Teriyaki Chicken and Pineapple Foil Packets
Enjoy a burst of flavors with this easy Teriyaki Chicken and Pineapple Foil Packets recipe. Ideal for a quick weeknight dinner or a fun outdoor barbecue. The combination of tender chicken, sweet pineapple, and savory teriyaki sauce makes for a delightful meal.
Prep Time 15 minutes mins
Cook Time 25 minutes mins
Total Time 40 minutes mins
Course Main Course
Cuisine Japanese
Servings 4 People
Calories 350 kcal
- 1 lb boneless, skinless chicken breasts
- 2 cups fresh pineapple, chopped
- 1/2 cup teriyaki sauce
- 1 each bell pepper, sliced (any color)
- 1 medium red onion, sliced
- 2 tablespoons sesame oil
- 2 tablespoons green onions, chopped (for garnish)
- to taste salt and pepper
Preheat the grill to medium-high heat or preheat the oven to 400°F (200°C).
In a mixing bowl, combine the teriyaki sauce and sesame oil. Whisk until well combined.

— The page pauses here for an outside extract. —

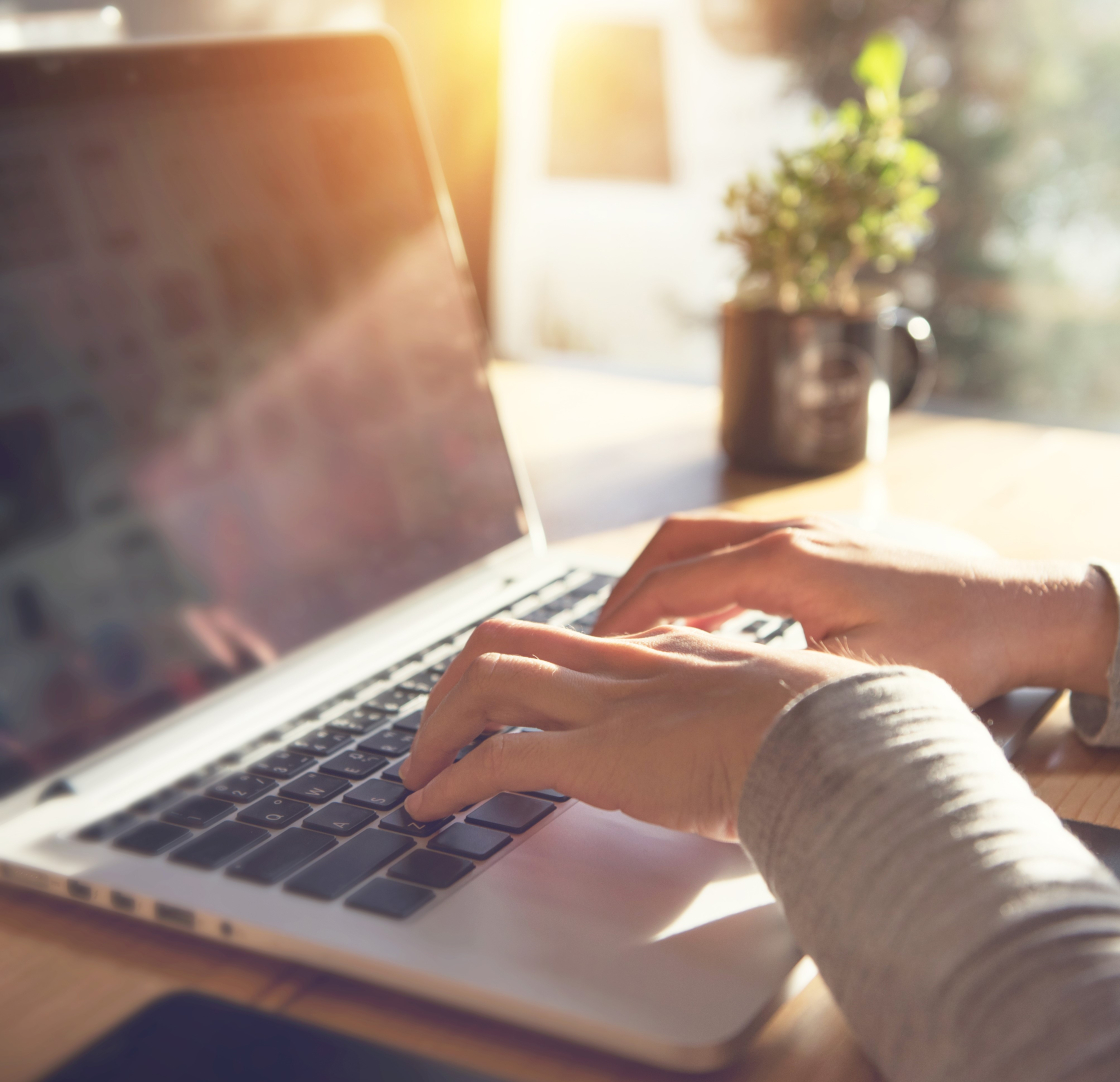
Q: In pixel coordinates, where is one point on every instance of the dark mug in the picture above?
(812, 392)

Cut the chicken breasts into bite-sized pieces and add them to the mixing bowl. Season with salt and pepper. Toss until the chicken is well coated with the sauce.

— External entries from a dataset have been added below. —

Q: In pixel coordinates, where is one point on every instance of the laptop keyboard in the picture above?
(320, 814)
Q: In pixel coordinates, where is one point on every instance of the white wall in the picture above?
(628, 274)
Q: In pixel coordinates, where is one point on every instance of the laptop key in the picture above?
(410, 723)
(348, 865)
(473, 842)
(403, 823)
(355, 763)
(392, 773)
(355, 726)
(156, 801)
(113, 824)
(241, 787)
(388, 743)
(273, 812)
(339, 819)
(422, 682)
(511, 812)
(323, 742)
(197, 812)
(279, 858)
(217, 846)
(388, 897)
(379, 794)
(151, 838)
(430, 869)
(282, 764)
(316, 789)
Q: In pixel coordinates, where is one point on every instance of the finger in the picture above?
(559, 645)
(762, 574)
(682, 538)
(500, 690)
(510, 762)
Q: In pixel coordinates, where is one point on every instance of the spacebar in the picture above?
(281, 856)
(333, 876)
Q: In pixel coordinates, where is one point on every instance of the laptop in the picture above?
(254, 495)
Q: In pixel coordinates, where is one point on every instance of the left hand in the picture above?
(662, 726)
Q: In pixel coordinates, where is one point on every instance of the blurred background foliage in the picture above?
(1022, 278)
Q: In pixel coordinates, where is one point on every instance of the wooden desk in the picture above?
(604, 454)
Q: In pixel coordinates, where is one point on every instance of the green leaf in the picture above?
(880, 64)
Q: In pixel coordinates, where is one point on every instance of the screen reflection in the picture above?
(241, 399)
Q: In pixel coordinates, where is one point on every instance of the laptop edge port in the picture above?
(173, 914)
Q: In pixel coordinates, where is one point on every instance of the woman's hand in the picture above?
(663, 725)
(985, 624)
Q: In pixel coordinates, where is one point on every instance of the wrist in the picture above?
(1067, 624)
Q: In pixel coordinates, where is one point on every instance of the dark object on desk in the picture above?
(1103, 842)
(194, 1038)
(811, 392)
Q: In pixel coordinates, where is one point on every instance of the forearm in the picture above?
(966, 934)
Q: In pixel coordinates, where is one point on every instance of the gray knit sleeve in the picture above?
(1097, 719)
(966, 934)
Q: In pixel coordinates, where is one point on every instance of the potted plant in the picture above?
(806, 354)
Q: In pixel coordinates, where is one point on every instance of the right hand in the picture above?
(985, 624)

Lay out the aluminum foil sheets on a flat surface. Divide the chicken mixture evenly among the four sheets.
Top each portion of chicken with an equal amount of chopped pineapple, bell pepper slices, and red onion.
Fold the sides of each foil sheet up and over the filling, then fold the top down to create a sealed packet.
Place the foil packets on the grill or in the oven and cook for 20-25 minutes, or until the chicken is cooked through and the vegetables are tender.
Carefully open each foil packet (steam will escape) and serve the contents hot. Garnish with chopped green onions.
You can customize the vegetables based on your preference; snap peas or broccoli work well too.
Make sure the packets are sealed tightly to trap steam and moisture for optimal cooking.
If using frozen chicken, make sure to thaw it completely before starting the recipe for even cooking.